CIT Trucks President Erick Miner said implementations in the shops prepare the newest generation of techs for what they need to service customers.

“They know they are coming into a modern shop and they really desire it,” he said.

Finding those techs and keeping them is another issue.

“We have full time recruiters in the high schools and tech schools. It is a bit different mindset with the younger guys,” he said. “We fight turnover more than we would like. If you are recruiting, you can find some guys, the question is if you can keep them. It is a lucrative career if that’s the path they desire.”

“This generation is a little different,” Kocan said.

“They told us to shut up, keep your head down and keep working.

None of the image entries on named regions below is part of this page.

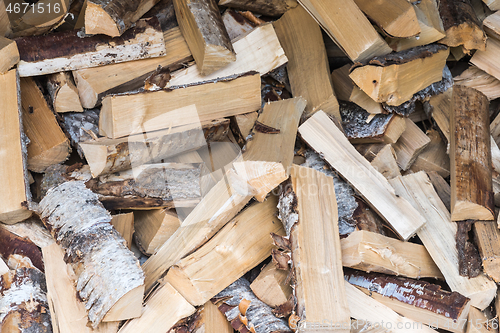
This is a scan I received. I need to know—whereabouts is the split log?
[21,78,71,172]
[0,34,19,74]
[85,0,159,37]
[99,72,261,139]
[389,172,496,309]
[389,0,446,52]
[0,268,52,333]
[250,262,292,308]
[0,69,31,224]
[339,101,407,144]
[393,118,431,171]
[165,197,284,305]
[299,0,391,61]
[16,18,165,76]
[439,0,486,52]
[299,112,424,240]
[354,0,421,38]
[340,231,443,279]
[344,269,470,333]
[38,181,144,328]
[42,244,119,333]
[410,130,450,178]
[174,0,236,76]
[219,0,297,16]
[118,281,196,333]
[167,24,288,87]
[273,6,340,120]
[134,209,181,255]
[47,72,83,112]
[212,278,292,333]
[73,27,192,109]
[278,166,350,325]
[349,44,449,106]
[450,86,495,221]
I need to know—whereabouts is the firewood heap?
[0,0,500,333]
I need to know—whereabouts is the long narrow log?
[38,181,144,328]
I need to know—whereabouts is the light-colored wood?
[73,27,192,109]
[42,243,119,333]
[134,209,181,255]
[167,24,288,87]
[99,73,261,139]
[340,230,443,279]
[85,0,159,37]
[16,18,166,76]
[299,112,425,240]
[0,34,19,74]
[389,0,446,52]
[349,44,449,106]
[410,130,450,178]
[299,0,391,61]
[111,212,134,249]
[47,72,83,112]
[393,118,431,170]
[354,0,421,38]
[21,78,71,172]
[453,66,500,101]
[165,197,284,305]
[0,69,31,224]
[250,262,292,308]
[118,282,196,333]
[273,6,340,120]
[389,171,497,309]
[450,85,495,221]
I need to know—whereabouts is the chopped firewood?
[278,166,349,325]
[354,0,421,38]
[450,85,495,221]
[134,209,181,255]
[454,66,500,101]
[16,18,165,76]
[299,112,425,240]
[250,263,292,308]
[212,278,292,333]
[0,268,52,333]
[111,213,134,249]
[21,77,71,172]
[393,118,431,170]
[167,24,288,86]
[219,0,297,16]
[99,72,261,139]
[344,269,470,333]
[339,101,407,143]
[0,69,31,224]
[165,197,284,305]
[439,0,486,52]
[299,0,391,61]
[119,281,196,333]
[38,181,144,328]
[73,27,192,108]
[273,6,340,120]
[174,0,236,76]
[85,0,159,37]
[389,0,446,52]
[0,34,19,74]
[349,44,449,106]
[47,72,83,112]
[389,171,497,309]
[410,130,450,178]
[340,230,443,279]
[42,244,119,333]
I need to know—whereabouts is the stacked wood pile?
[4,0,500,333]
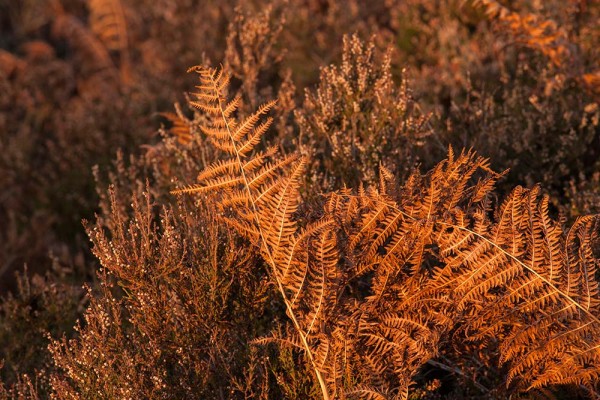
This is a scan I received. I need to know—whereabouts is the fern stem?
[211,75,330,400]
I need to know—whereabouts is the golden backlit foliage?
[0,0,600,400]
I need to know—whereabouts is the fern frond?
[88,0,130,84]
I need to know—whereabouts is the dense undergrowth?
[0,0,600,399]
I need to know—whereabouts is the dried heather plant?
[175,64,600,399]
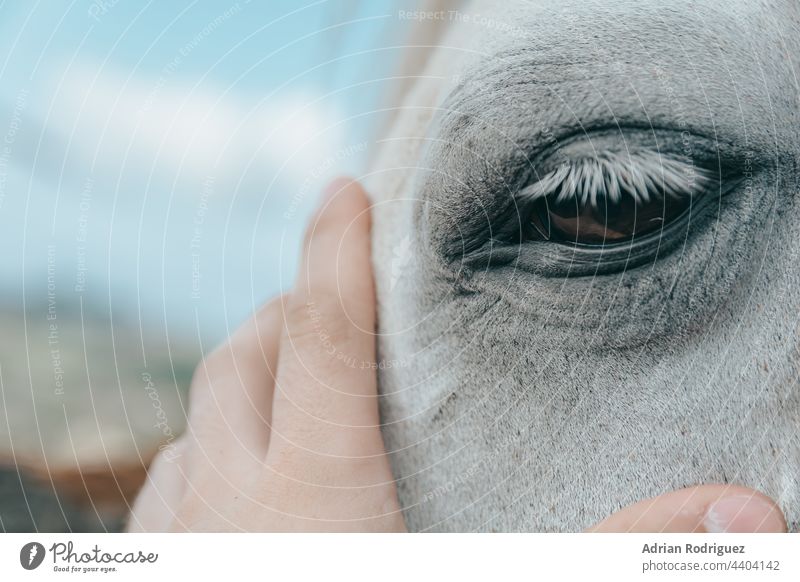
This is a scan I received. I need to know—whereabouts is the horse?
[363,0,800,532]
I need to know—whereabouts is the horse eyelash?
[520,152,715,208]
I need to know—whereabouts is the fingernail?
[703,495,786,533]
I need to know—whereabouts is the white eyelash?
[521,152,714,208]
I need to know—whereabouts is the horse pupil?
[533,196,691,245]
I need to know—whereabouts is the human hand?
[587,485,786,533]
[129,180,405,531]
[129,181,786,532]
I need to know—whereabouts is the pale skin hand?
[129,180,786,532]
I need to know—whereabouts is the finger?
[587,485,786,533]
[127,439,191,532]
[270,180,383,464]
[187,297,284,473]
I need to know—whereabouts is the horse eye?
[521,152,714,246]
[531,196,691,245]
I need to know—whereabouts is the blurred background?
[0,0,412,531]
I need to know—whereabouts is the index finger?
[270,180,383,464]
[587,485,786,533]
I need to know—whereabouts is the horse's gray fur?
[366,0,800,531]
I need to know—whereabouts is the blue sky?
[0,0,402,341]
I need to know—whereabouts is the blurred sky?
[0,0,402,341]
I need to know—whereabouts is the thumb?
[587,485,786,533]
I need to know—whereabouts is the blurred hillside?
[0,309,200,531]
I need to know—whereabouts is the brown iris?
[532,195,691,245]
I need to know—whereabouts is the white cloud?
[47,60,338,196]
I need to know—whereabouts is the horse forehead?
[430,0,800,59]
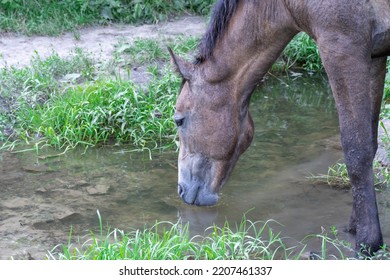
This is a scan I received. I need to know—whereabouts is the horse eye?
[174,116,184,127]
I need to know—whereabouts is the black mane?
[195,0,239,64]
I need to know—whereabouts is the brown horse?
[171,0,390,252]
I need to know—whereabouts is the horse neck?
[203,0,299,92]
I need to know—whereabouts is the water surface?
[0,76,390,259]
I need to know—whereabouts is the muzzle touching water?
[177,155,218,206]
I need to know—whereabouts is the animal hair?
[195,0,239,64]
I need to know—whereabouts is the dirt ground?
[0,16,206,66]
[0,16,390,259]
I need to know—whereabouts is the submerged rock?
[86,184,110,195]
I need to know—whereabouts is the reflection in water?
[0,76,390,259]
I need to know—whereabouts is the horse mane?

Today, these kids want to see what the end game is. Every time they get a certification we give them something. We want to reinforce them with something positive.”

Burk said the industry, as a whole, needs to do a better of job selling itself to the incoming workforce.

“As an industry, we need to do better as a whole selling our industry,” he said. “The opportunities are there for good technicians willing to work. It is a very lucrative industry.”

Reynolds said that’s not always easy.

“No matter how good we sell it, we have a smaller group to preach to. People today are just not interested like they used to be,” Reynolds said.

The group also stressed the importance of using the latest marketing tools such as social media, but said the one key remains the same as always in the past.

“It’s still a relationship business,” Burk said. “Everyone needs to have a relationship. I go out and see customers every week. I want them to know everyone at that customer’s location.”

Kocan said working with your own staff is as equally important.

“Building a strong culture comes down to your employees. Talk to them, communicate with them, let them know we want to hear their ideas and we are interested in their development,” he said.